Post-Tropical Storm Fiona has left its transoceanic trail of destruction six months later, but the waste left over from the storm is piling up in some areas.

The Cape Breton Municipality (CBRM) is trying to figure out what to do with the piles of wood waste left in landfills from thousands of felled trees.

“It’s hard to give a weight number because we weren’t able to weigh it when it arrived. There was too much traffic. CBRM Solid Waste Manager Francis Campbell said: says.

Campbell estimates that 20,000 to 25,000 tons have entered the site.

My job now is to process it all and then find a company or individual to receive it.
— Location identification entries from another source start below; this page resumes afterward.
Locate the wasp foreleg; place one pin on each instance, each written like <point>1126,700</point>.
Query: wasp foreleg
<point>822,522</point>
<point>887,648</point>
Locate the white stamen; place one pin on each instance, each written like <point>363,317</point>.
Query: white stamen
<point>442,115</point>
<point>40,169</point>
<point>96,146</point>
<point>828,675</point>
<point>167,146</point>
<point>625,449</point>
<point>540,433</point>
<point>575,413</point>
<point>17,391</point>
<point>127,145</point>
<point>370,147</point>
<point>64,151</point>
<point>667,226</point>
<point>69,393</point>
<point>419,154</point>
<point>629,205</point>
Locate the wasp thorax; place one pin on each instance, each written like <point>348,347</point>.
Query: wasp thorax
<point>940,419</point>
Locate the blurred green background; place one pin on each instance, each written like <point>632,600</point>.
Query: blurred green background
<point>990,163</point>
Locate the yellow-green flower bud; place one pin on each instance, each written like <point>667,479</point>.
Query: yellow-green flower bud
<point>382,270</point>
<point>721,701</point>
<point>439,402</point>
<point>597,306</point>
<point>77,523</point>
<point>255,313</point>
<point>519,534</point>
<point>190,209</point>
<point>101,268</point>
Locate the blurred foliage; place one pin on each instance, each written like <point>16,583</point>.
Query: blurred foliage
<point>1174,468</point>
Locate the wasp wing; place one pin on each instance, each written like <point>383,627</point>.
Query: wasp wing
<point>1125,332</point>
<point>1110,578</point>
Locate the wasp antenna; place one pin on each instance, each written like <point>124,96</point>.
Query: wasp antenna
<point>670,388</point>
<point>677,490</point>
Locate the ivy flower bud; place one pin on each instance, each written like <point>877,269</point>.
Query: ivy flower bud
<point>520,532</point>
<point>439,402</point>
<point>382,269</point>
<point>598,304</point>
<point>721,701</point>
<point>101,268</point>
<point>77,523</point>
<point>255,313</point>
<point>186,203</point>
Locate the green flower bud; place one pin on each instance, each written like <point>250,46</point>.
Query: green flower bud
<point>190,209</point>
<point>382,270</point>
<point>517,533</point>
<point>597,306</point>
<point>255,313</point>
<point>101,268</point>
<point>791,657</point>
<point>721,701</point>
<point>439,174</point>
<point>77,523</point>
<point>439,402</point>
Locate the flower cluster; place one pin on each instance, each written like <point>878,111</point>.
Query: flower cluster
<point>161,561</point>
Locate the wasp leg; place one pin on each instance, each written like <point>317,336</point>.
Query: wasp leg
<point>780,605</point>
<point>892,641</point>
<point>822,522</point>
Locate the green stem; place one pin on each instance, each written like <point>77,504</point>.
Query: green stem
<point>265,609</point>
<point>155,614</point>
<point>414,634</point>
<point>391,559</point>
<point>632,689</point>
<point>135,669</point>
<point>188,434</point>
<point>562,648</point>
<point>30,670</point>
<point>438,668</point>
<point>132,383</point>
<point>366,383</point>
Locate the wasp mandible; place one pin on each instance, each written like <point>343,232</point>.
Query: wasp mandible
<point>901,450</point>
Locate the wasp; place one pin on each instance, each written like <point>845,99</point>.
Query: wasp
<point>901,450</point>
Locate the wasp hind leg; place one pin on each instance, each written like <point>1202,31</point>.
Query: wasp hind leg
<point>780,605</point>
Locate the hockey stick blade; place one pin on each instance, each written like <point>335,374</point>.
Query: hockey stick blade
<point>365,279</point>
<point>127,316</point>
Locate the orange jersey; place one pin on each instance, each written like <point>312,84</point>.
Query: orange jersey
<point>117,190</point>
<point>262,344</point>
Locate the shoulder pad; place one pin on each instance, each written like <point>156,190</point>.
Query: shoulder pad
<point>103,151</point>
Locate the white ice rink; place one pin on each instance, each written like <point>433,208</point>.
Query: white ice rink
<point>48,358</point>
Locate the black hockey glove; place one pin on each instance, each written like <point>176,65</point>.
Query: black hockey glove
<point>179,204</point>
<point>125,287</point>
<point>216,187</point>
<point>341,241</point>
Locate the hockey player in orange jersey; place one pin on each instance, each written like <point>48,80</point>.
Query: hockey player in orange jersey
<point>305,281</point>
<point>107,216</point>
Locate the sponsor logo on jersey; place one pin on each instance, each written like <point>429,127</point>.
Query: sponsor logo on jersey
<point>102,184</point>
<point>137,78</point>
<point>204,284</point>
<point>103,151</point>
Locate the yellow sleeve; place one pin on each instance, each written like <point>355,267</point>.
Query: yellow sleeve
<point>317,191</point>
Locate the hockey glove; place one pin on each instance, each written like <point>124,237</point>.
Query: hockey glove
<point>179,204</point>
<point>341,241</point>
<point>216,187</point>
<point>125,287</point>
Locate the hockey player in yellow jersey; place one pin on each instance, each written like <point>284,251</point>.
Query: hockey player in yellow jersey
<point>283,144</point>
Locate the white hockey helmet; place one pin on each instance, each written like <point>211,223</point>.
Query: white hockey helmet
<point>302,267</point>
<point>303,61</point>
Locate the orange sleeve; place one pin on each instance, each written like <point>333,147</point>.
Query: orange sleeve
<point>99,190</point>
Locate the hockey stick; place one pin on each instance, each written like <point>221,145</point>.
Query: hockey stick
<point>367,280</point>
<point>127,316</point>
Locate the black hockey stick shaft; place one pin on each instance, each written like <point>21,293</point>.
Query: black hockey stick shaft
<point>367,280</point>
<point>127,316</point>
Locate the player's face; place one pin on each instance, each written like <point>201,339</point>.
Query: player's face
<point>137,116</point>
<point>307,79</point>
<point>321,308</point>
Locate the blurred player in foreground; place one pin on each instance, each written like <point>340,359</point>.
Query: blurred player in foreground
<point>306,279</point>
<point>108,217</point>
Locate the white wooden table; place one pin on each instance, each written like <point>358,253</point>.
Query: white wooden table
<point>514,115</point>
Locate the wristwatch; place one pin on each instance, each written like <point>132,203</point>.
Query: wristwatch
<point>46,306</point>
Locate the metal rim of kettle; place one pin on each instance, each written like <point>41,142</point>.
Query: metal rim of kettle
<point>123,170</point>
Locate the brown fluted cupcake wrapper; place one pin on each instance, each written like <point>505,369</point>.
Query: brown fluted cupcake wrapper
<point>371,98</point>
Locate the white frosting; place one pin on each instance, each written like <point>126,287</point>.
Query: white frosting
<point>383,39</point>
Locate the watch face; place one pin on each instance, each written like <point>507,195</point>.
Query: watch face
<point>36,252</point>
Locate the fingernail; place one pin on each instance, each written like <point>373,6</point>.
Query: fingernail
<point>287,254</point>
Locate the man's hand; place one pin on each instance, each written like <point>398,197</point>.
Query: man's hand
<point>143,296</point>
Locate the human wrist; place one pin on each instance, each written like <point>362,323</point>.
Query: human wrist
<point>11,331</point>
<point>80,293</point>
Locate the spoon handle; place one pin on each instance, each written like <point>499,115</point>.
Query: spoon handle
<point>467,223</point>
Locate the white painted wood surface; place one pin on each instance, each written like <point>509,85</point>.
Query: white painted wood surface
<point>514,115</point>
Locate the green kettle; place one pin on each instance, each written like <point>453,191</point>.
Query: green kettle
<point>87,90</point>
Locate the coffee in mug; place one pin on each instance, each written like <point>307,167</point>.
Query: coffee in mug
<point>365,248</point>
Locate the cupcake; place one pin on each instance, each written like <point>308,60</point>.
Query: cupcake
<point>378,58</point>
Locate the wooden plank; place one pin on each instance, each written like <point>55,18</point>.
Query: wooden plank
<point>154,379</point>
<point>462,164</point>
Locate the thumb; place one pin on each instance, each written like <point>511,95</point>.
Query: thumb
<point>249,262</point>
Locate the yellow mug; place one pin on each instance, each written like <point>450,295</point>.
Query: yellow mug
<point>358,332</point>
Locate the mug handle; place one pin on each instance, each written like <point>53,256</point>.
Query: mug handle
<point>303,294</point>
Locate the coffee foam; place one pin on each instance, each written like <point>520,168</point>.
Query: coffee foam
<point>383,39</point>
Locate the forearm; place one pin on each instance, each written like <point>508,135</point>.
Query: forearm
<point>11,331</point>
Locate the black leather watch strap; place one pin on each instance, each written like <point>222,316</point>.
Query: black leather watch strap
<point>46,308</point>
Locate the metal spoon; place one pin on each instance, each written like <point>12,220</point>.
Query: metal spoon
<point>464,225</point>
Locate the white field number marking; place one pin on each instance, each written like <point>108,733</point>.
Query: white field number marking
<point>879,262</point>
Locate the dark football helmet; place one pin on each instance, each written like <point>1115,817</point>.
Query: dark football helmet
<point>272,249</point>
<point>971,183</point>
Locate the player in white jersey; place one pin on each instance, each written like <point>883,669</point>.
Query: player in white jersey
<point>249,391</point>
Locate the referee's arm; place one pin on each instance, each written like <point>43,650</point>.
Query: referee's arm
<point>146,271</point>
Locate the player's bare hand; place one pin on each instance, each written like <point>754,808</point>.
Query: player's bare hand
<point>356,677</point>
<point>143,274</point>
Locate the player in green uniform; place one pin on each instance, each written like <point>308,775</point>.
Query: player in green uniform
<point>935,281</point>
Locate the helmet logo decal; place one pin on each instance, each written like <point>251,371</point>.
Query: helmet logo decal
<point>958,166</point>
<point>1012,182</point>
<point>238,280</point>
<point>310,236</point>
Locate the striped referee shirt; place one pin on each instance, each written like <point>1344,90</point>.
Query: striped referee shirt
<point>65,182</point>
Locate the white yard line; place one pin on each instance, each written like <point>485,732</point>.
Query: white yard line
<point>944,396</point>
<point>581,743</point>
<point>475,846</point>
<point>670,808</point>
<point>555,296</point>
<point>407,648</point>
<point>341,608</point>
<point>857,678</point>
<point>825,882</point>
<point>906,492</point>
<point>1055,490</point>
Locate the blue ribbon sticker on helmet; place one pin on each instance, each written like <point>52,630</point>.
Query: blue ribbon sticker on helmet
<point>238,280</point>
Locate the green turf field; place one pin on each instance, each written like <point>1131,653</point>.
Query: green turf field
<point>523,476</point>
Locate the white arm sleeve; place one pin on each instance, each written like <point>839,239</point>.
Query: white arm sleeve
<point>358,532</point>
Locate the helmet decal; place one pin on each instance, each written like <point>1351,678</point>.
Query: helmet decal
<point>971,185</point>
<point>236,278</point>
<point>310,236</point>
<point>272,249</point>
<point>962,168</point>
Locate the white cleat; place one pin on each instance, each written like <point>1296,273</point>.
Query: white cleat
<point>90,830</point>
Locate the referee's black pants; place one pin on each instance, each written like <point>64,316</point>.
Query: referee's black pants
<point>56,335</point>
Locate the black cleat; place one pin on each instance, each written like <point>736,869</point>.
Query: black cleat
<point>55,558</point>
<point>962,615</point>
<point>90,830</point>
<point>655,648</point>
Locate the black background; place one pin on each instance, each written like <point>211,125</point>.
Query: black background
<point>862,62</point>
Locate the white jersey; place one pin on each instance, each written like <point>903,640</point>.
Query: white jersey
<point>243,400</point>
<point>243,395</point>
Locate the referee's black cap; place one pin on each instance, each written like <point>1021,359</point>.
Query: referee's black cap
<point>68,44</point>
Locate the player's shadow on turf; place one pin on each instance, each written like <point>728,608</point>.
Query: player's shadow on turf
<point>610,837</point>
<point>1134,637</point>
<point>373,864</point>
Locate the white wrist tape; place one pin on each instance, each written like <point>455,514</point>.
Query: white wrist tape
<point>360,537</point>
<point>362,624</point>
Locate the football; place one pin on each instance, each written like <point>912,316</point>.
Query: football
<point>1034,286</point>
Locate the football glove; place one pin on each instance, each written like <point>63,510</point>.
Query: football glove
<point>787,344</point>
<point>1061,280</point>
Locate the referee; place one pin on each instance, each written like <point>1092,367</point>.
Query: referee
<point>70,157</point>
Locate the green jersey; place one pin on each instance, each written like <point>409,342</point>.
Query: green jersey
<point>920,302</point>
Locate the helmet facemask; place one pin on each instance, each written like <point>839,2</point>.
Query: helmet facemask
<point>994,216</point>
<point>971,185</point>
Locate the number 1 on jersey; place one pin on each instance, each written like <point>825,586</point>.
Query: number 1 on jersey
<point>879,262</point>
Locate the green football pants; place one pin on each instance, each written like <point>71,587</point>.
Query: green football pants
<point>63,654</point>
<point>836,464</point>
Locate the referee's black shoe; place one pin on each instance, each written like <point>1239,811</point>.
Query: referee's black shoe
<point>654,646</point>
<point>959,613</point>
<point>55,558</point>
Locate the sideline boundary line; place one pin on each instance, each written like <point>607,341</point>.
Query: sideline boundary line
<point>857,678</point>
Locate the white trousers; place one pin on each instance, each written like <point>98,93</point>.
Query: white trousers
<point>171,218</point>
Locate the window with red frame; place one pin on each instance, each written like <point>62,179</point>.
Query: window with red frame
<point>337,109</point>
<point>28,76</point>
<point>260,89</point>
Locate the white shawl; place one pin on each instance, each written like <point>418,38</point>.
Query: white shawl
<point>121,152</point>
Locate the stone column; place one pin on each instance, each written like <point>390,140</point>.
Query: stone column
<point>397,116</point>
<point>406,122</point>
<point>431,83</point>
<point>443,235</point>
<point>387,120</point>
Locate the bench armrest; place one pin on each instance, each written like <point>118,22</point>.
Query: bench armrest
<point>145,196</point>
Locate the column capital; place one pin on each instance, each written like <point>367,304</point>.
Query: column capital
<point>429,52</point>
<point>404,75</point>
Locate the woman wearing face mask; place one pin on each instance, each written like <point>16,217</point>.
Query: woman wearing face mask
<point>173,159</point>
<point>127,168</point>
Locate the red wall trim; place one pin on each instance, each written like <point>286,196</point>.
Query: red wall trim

“That’s at least two years’ worth of regular brushes that come in here,” says Campbell.

Stephen Moore, Executive Director of Forest Nova Scotia, said there were enough markets in the state to process the amount of trees cut from Fiona and even the wood left over following the closure of Northern Pulp. I say no.

“If you look at how other places use this type of product, whether it’s leftover wood from timber or waste wood, other places use it to heat homes, e.g. We are using it for heating our homes and for heating our businesses, so we are missing an opportunity.” Moore.

Moore said weather patterns in the area are changing, requiring new plans to deal with the debris.

CBRM, on the other hand, says it needs space and is concerned about potential hazards.

“There is always a fire risk with wood piled up like this, so treating and clearing the wood is the biggest problem,” says Campbell.

The city says more space may be needed as some fallen trees have yet to be cleared.